Lip Reading Neural Network - Same Training and Validation Accuracy

I am currently working on a project focused on lip reading using neural networks and have encountered a peculiar issue that has left me scratching my head. Despite my best efforts, I am consistently getting the same training and validation accuracy. I believe there might be something wrong with my model architecture or training process.

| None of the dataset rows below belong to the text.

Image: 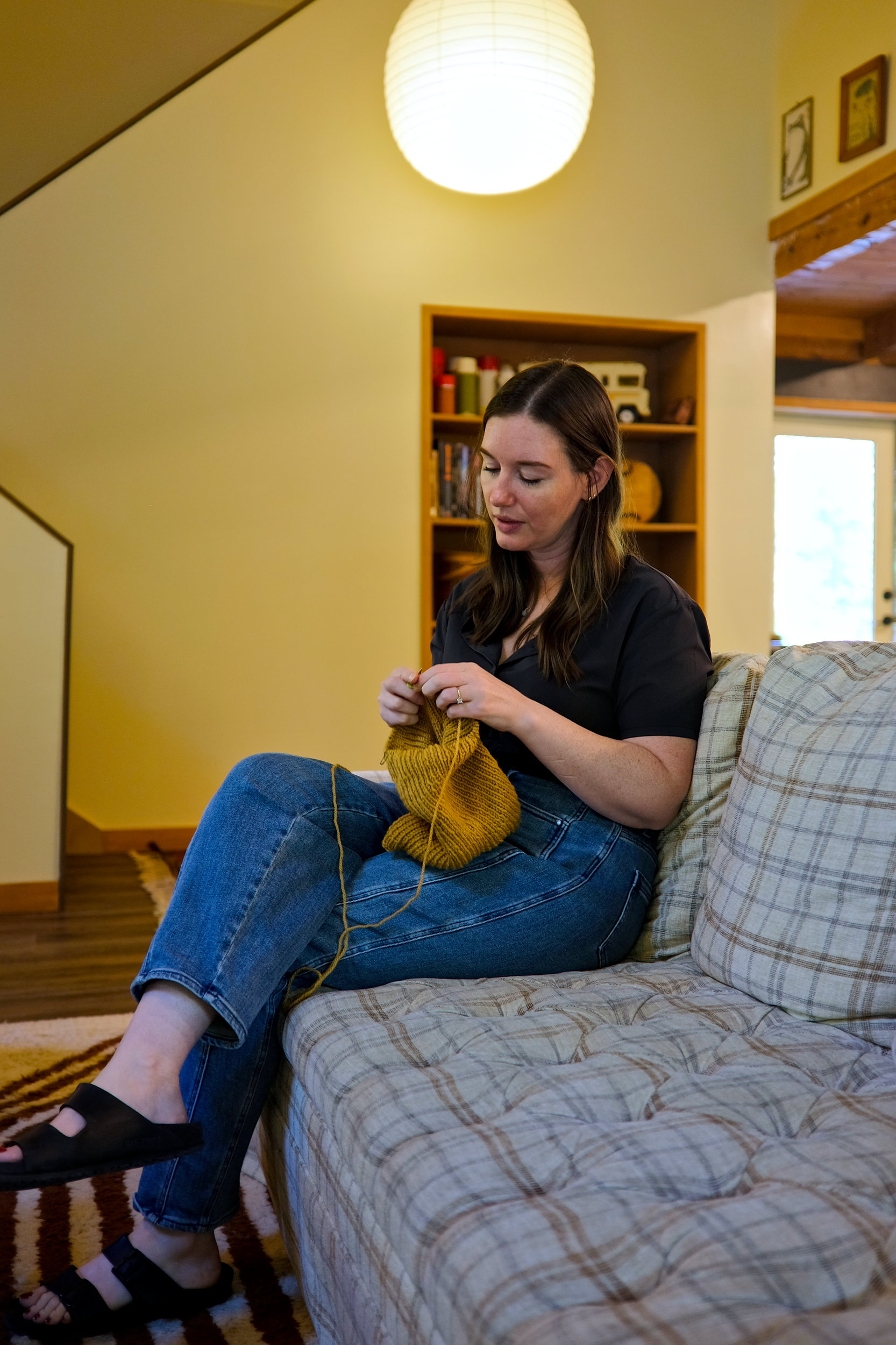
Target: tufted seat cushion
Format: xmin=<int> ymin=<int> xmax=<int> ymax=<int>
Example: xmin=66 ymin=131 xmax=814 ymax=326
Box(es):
xmin=264 ymin=957 xmax=896 ymax=1345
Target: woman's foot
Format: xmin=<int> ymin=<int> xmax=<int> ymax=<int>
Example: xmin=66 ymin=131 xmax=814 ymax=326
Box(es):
xmin=19 ymin=1219 xmax=221 ymax=1326
xmin=0 ymin=1056 xmax=187 ymax=1164
xmin=0 ymin=981 xmax=214 ymax=1164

I have designed a neural network for lip reading, and the architecture is as follows:

input_shape = (22, 80, 112, 3)
model = tf.keras.models.Sequential()
model.add(tf.keras.layers.Conv3D(8, (3, 3, 3), activation='relu', input_shape=input_shape, kernel_regularizer=regularizers.l2(0.001)))
model.add(tf.keras.layers.MaxPooling3D((2, 2, 2)))
model.add(tf.keras.layers.Conv3D(32, (3, 3, 3), activation='relu', kernel_regularizer=regularizers.l2(0.001)))
model.add(tf.keras.layers.MaxPooling3D((2, 2, 2)))
model.add(tf.keras.layers.Reshape((16, 3744), input_shape=input_shape))
model.add(tf.keras.layers.Bidirectional(tf.keras.layers.LSTM(256, return_sequences=True)))
model.add(tf.keras.layers.Bidirectional(tf.keras.layers.LSTM(128)))
model.add(tf.keras.layers.Flatten())
model.add(tf.keras.layers.Dense(1024, activation='relu'))
model.add(tf.keras.layers.Dropout(0.5))
model.add(tf.keras.layers.Dense(256, activation='relu'))
model.add(tf.keras.layers.Dropout(0.5))
model.add(tf.keras.layers.Dense(64, activation='relu'))
model.add(tf.keras.layers.Dropout(0.5))
model.add(tf.keras.layers.Dense(50, activation='softmax'))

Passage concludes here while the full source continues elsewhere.